SANTA LUCÍA HAVALİMANI KAZILARI BİR HAZİNEYE DÖNÜŞTÜ
2019 yılında Meksika’nın Santa Lucía kentinde başlatılan Felipe Ángeles Uluslararası Havalimanı inşaatı sırasında, 100'den fazla Kolombiyen mamut fosili keşfedildi. Bu keşif, Meksika Ulusal Özerk Üniversitesi’nden paleogenom uzmanı Federico Sánchez-Quinto’nun kazı ekibiyle temasa geçmesine ve DNA analizlerinin başlamasına öncülük etti.

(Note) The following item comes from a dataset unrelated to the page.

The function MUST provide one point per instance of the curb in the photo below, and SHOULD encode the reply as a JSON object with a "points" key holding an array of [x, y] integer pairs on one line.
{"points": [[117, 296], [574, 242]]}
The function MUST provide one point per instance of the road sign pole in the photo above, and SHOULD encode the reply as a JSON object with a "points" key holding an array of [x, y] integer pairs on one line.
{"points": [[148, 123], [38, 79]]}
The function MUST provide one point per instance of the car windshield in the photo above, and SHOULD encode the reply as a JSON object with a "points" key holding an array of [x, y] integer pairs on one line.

Sıcak iklimlerin DNA korunumu açısından zayıf olması bilinirken, bu çalışmada 83 mamut dişinden alınan örneklerden 61 mitokondriyal genom başarıyla dizilendi. Karbon tarihlemesi yapılan beş örnek, bu mamutların yaklaşık 13 bin ila 16 bin yıl önce yaşadığını gösterdi.
BEKLENMEYEN GENETİK AYRIM
Araştırmacılar, Kolombiyen mamutların daha önce sanılandan çok daha karmaşık bir evrimsel geçmişe sahip olduğunu söylüyor. Meksika’daki örneklerin, ABD ve Kanada’dakilerle aynı tür olmasına rağmen, farklı bir genetik soy hattına sahip olduğu ortaya çıktı. Bu durum, Meksika’daki mamutların kuzeydeki akrabalarından erken ayrıldığını gösteriyor.
Araştırmanın yazarlarından Eduardo Arrieta-Donato, bu durumu şöyle açıkladı: “Meksika’daki mamutların ortak atası, kuzeydekilerden çok daha önce ayrılmış. Bu ata, step mamutları ve Beringia’daki yünlü mamutların bir meleziydi. Güney’e göç eden torunları zamanla izole olmuş olabilir.”
GENETİK FARKLILIK BAŞKA TÜRLERDE DE VAR
Meksika’da bulunan diğer Buzul Çağı canlıları da benzer genetik farklılıklar sergiliyor. Bunlar arasında siyah ayılar ve en az bir mastodon türü de yer alıyor. Sadece bir türde genetik farklılık beklenebilirdi, ancak üç farklı türde benzer sonuçların çıkması, araştırmacılara göre bölgesel olarak olağanüstü bir evrimsel geçmişin işareti.
Bu bulgular, sadece türlerin göç yollarını değil, tropik bölgelerin genetik çeşitliliğini de yeniden değerlendirmeyi gerektiriyor.